Vicky Binetti, vice chair of the Environmental Committee, said there might be a fee in the upcoming season to fund expendables such as watering cans, wheelbarrows and other tools made available to gardeners. To charge participating community members, the township council must pass a resolution. If the resolution were to pass, Binetti expects the fees to be between $10 and $20 with incentives for early sign-up. Binetti said Councilman Nick Fazzio has been a benefactor of the community garden, donating his council salary for utilities such as fencing and a nearby shed, which have helped alleviate costs.

The community gardens opened for the first time last year, hosting 10 plots claimed by community gardeners. The garden was introduced with the help of students from Rowan and Rider universities and St. Augustine Preparatory School. The process began when Rowan University student Jimmy Perry emailed former mayor Barbara Wallace about considering a community garden for the township after studying the food industry and sustainable farming.

Perry joined Open Space Committee member Andrew Gerber and volunteers Ryan Waters and Sean Kennedy, researching other communities’ successful gardens and together developed a plan. Public works employees tilled the soil and prepared the area with fencing and signs.

“The community garden has been an asset that brings together members of our community. It has allowed residents, who lack a yard large enough, the opportunity to grow their own food,” said Councilman Sean Longfellow, liaison to the Environmental Commission. “Thankfully, we have a great group of people in the Environmental Commission who are always seeking to better our community.”

The guidelines for gardeners encourage eco-friendly practice, such as minimizing chemical fertilizers, pesticides and weed repellants, as well as proper treatment of fellow gardening neighbors and their crops.

“One of the things we like to encourage through all of our activities, but it’s especially a focus for our green team, is to eat locally produced food,” Binetti said. “We’re very fortunate to have a lot of farms in our area, but to actually grow one’s own food is a special benefit; it’s fresher, you know where it came from, you can control what you do or don’t do while it’s growing, so it is more nutritious. We also eliminate the cost of transporting food over distances.”

A section of the gardening area is reserved for park rangers and volunteers as they grow tomatoes each year to donate to Mother’s Cupboard, a local food bank that helps residents in need.

In June, Washington Township will be submitting for the bronze certification with Sustainable Jersey, the first level of recognition for sustainable efforts. To be certified with the non-profit organization that “supports community efforts to reduce waste, cut greenhouse gas emissions, and improve environmental equity, by empowering communities to build a better world for future generations,” the township must fulfill specific requirements. The community garden will help demonstrate the township’s dedication to a sustainable lifestyle.

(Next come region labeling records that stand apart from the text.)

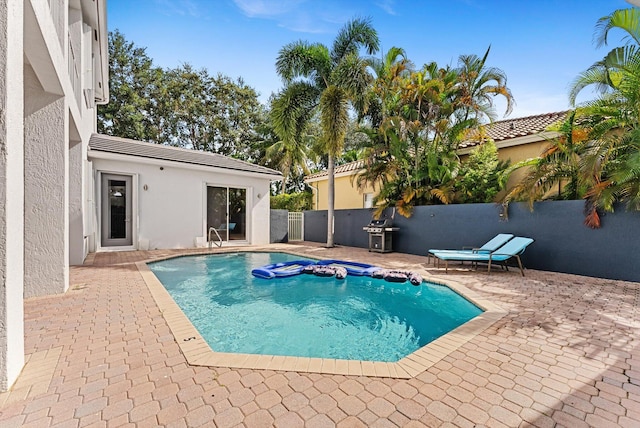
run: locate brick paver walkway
[0,243,640,428]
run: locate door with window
[207,186,247,241]
[100,174,133,247]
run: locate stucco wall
[0,0,24,391]
[309,171,375,210]
[304,201,640,281]
[24,67,69,297]
[90,154,270,249]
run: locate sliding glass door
[207,186,247,241]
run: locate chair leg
[516,255,524,276]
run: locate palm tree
[504,110,589,206]
[271,19,379,247]
[569,8,640,227]
[457,46,515,121]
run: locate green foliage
[271,192,313,211]
[356,48,513,217]
[456,141,508,203]
[270,19,380,247]
[569,8,640,228]
[98,30,163,142]
[98,30,268,162]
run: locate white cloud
[233,0,305,18]
[155,0,205,18]
[376,0,396,15]
[233,0,348,34]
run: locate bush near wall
[271,192,313,211]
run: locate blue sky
[107,0,630,118]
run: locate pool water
[149,252,482,362]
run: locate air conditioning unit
[82,89,96,108]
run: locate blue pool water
[149,253,482,362]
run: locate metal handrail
[207,227,222,248]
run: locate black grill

“As a community, you get that certification if you do a number of actions, demonstrating through either programs, or ordinances, or specific activities that you really are trying to protect the environment, its people and the business community so it is sustained into the future,” Binetti said. “It’s a badge of honor; it’s recognition that you are seriously anticipating what you want your community to be in the future and you’re building toward that,” Binetti said.